Performance with large data sets


#1

Our Ember application has to work with quite large data sets and we’ve found that trying to load 5000+ objects into the store impacts performance.

To test this we use an ajax GET to return 17000+ objects from our backend and display the results in ember-models-table, this takes about 1 second to grab the data and fully render the display.

Next we tried using the REST adapter to grab 13000+ objects, import them into the store and fully render the display, this takes 18 seconds.

We started using pagination from the backend to work around this problem but I can see us needing to return lots of objects at some point in the future, and also this would mean creating multiple endpoints that all pretty much do the same thing.

  1. How are other people working with large data sets?
  2. Is the JSONAPIadapter any quicker or does the bottleneck lie with ember-data importing into the store?
  3. Would rewriting our adapter improve performance?
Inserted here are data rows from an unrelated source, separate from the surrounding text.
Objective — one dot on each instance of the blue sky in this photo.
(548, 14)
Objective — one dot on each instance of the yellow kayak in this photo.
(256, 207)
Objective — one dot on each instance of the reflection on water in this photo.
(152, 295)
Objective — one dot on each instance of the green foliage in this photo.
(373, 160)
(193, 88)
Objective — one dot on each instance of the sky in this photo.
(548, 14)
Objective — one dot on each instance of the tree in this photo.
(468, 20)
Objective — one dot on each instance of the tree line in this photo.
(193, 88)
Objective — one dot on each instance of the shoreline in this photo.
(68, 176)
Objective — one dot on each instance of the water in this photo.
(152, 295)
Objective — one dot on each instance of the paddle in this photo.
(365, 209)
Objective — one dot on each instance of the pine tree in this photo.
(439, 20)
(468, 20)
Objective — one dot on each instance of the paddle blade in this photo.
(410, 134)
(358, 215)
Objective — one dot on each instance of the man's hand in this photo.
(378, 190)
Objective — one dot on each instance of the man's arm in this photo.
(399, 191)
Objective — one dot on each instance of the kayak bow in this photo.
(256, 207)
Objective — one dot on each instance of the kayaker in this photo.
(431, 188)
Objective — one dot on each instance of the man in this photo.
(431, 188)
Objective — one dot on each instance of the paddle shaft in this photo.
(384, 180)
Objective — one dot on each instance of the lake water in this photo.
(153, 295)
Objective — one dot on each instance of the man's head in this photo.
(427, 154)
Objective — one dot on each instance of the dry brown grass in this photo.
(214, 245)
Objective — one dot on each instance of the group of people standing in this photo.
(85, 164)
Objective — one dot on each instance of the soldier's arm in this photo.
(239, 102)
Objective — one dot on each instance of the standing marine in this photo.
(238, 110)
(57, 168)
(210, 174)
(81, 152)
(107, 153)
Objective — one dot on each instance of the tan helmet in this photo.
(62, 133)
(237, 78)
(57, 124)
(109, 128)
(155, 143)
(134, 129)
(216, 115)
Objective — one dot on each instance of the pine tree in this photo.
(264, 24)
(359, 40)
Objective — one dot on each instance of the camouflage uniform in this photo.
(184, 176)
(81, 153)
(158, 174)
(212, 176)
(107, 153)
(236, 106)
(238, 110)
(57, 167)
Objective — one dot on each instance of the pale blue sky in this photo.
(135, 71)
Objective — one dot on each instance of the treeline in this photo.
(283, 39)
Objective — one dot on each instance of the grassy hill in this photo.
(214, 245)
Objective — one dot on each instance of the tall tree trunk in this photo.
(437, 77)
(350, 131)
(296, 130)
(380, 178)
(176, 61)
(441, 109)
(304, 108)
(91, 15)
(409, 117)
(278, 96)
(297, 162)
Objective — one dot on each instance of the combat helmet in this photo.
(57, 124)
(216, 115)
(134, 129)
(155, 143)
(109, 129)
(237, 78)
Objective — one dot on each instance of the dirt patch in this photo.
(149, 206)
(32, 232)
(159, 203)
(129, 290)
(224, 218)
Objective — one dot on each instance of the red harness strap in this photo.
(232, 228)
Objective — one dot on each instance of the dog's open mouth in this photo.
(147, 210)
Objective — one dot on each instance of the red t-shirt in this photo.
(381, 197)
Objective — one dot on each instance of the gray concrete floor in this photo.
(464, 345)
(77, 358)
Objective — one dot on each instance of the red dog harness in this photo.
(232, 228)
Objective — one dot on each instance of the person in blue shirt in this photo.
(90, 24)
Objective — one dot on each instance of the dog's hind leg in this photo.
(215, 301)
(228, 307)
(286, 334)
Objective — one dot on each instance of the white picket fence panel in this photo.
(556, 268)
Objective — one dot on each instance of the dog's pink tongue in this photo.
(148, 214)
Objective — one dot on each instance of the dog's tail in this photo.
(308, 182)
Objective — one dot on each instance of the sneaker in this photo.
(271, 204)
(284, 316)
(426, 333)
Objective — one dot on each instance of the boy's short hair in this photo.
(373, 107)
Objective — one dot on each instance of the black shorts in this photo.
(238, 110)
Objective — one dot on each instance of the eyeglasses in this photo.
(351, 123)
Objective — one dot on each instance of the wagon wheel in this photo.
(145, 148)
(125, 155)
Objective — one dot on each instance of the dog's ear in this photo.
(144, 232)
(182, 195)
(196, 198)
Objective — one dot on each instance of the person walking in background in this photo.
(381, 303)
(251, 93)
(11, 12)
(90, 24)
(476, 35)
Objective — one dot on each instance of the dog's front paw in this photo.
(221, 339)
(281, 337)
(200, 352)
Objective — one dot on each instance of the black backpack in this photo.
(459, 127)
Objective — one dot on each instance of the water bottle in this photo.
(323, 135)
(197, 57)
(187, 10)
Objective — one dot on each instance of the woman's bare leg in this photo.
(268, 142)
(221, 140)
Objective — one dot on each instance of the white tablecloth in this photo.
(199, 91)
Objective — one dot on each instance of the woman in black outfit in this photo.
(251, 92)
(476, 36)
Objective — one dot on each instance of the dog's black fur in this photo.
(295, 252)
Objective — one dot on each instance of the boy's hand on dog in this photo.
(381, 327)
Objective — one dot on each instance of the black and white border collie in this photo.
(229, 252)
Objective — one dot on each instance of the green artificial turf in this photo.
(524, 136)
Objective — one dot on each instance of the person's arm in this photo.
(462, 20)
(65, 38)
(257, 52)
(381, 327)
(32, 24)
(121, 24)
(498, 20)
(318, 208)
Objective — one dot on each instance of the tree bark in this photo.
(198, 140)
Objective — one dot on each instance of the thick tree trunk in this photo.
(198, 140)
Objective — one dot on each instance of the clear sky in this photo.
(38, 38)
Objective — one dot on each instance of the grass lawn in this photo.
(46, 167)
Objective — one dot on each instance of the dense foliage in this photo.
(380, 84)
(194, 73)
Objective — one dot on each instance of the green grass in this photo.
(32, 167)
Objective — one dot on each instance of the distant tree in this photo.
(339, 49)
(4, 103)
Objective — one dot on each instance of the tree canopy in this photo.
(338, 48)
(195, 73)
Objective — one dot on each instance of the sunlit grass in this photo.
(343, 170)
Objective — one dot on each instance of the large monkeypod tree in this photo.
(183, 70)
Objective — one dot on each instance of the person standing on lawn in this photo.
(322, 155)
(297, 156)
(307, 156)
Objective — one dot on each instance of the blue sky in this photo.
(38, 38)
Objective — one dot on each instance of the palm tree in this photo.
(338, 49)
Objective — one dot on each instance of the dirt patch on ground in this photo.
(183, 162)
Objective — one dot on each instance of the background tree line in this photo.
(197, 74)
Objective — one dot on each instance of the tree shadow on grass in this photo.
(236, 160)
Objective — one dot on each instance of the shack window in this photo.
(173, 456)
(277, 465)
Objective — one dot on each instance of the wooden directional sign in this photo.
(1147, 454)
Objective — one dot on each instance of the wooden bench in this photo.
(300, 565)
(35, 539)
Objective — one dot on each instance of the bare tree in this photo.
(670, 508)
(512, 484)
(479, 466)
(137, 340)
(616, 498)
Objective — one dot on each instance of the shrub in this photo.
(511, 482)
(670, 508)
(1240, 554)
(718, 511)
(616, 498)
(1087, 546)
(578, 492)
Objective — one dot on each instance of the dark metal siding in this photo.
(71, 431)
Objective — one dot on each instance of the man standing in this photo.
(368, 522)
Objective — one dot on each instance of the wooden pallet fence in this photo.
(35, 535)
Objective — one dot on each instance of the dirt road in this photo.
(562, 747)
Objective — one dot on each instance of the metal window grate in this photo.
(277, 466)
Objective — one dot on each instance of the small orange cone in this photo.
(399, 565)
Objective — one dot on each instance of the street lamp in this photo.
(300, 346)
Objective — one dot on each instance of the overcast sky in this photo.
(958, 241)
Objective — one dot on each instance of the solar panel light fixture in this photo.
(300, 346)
If so what should we be doing and how would it look? (see below for our very basic current adapter and serializer)

I’d like to stick with Ember if possible but if there’s performance issues with the store and large data sets we might have to evaluate other frameworks (which I’d prefer not to do!)

Adapter

import DS from 'ember-data';
import DataAdapterMixin from 'ember-simple-auth/mixins/data-adapter-mixin';
import { inject as service } from '@ember/service';
import config from '../config/environment';

export default DS.RESTAdapter.extend(DataAdapterMixin, {
  session: service(),

  authorize(xhr) {
    let { accessToken } = this.get('session.data.authenticated');
    xhr.setRequestHeader('Authorization', `Bearer ${accessToken}`);
  },
  host: config.hostname
});

Serializer

import DS from 'ember-data';

export default DS.RESTSerializer.extend({
  primaryKey: '_id',

  serializeId: function(id) {
    return id.toString();
  }
});

#2

If the issue is only related to ember-data, you might just want to drop than one and not the entire framework. You could try out ember-easy-orm or just go without an ORM. Before choosing another framework for this reason, I would recommend performance testing with that one (including a similar ORM as ember-data). I bet most of the frontend frameworks are not build with having such large data sets in mind.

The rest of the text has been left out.